The "maturity" of the game is one thing that proponents of The Witcher constantly push. This aspect is something that I really can't agree with, as The Witcher is only mature if you interpret maturity in the crudest possible sense. Having characters swear frequently using what are considered the most offensive profanities in English is not mature, it's just a cheap shot to provide a shock attraction. I think the people who declare the swearing a demonstration of the game's maturity don't understand how artificial and incongruous it is to have someone drop obscenities over trivial matters. I'm not against swearing in games, but if the emotional investment of a character doesn't match their language, I consider it nothing more than a pathetic attempt to convince people that the game is mature. It's not merely bad acting, it's bad writing, and the game seems juvenile as a result. As for the "sex cards" you get from "romancing" the various females in the game, well, the less said the better. Adding gratuituous and meaningless sex is worse than swearing. (I could continue, but I don't want the whole post to turn into a complain about this subject)
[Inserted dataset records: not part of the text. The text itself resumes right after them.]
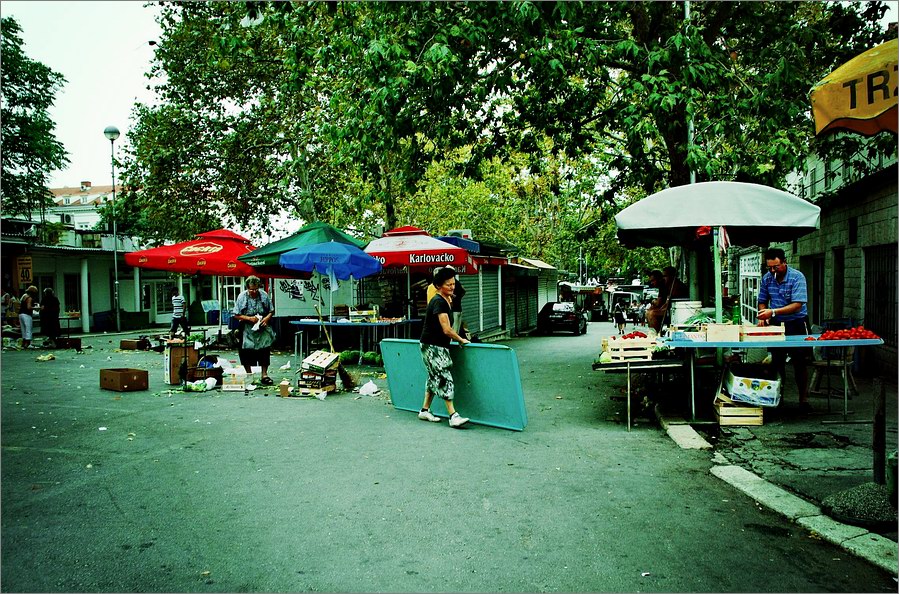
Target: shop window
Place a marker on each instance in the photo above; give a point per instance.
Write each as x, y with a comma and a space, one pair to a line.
71, 298
880, 292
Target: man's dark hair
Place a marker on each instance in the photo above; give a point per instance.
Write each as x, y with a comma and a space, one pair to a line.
441, 275
775, 254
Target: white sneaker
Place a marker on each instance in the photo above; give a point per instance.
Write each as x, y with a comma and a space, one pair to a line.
458, 420
426, 415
Apparently this represents maturity in gaming
There's also the issue of choice. Now, maybe this is a result of not having played enough of the game, but I haven't really felt that challenged by the choices so far, nor felt that they particularly mattered that much. Maybe as I progress further into the game, I'll see delayed effects of those decisions. I've been told that does happen in The Witcher, which might go some way towards fixing that problem. Perhaps I'm being a little harsh here, as I like the idea of being forced to pick between two choices where neither seems to be better than the other, and The Witcher does seem to do that. However, it just feels that the presentation of these decisions is lacking, as it's not like Alpha Protocol where I actually cared about the small decisions. I think the issue is that either there doesn't seem to be a whole lot at stake when it comes to making a choice, or I have no personal involvement and am not really invested in the decision as a character.
However, the point where I really have to take issue with the game is its dialogue, because it really is ordinary. Yes, I understand that the game's developers are not native English speakers, but The Witcher really struggles in this department. I'll say upfront that I don't like Geralt's personality, but the whole issue of having a pre-set character is not something that particularly bothers me in a game - I can deal with it provided that I have some control over them. However... in The Witcher, I don't. Many conversations are lengthy cutscenes, where it is Geralt and an NPC (or NPCs) talking back and forth without any interaction from me. Having a conversation of a half a dozen to a dozen lines without any input from me simply because I clicked on an NPC is not something I appreciate. Take this example of a dwarven blacksmith. Geralt and he exchange greetings, then have an extended chat about the hatred for non-humans, leaving me to watch while Geralt does the talking.
A cutscene... err, I mean conversation, from the game
When you do actually get to control the conversation, you have fairly limited conversation options at your disposal, and the characters seem to just spout exposition at you as opposed to engaging in "real" dialogue. Even worse, many conversations will also automatically continue in an exchange like the one described above without additional input beyond your first dialogue choice! This further enforces the reality that you're "watching" the game rather than "playing" it. Finally, there's the issue where I can anger an NPC to the point that they won't talk to me again simply from picking one wrong dialogue choice, and it's not even clear that I am saying something particularly offensive. Feeling I have to save before every conversation just in case I happen to say the wrong thing is a clear indication of a terrible implementation of conversation trees. Again, taking the example of the dwarf above, it's possible for me to ask him if he trades with these people he mentions. Suddenly he swears at me (there's that "maturity" again) and then refuses to talk to me at all.
*beep* Wrong answer! One permanently annoyed NPC coming up.
Regardless, I'll still attempt to persevere with The Witcher. I just can't see how it is getting so much praise for being such a great game when all I'm seeing is a mostly stale experience. A stale experience in a potentially interesting setting, mind you, it's just that the game doesn't seem to deliver anything to do justice to what appears to be a well-developed world.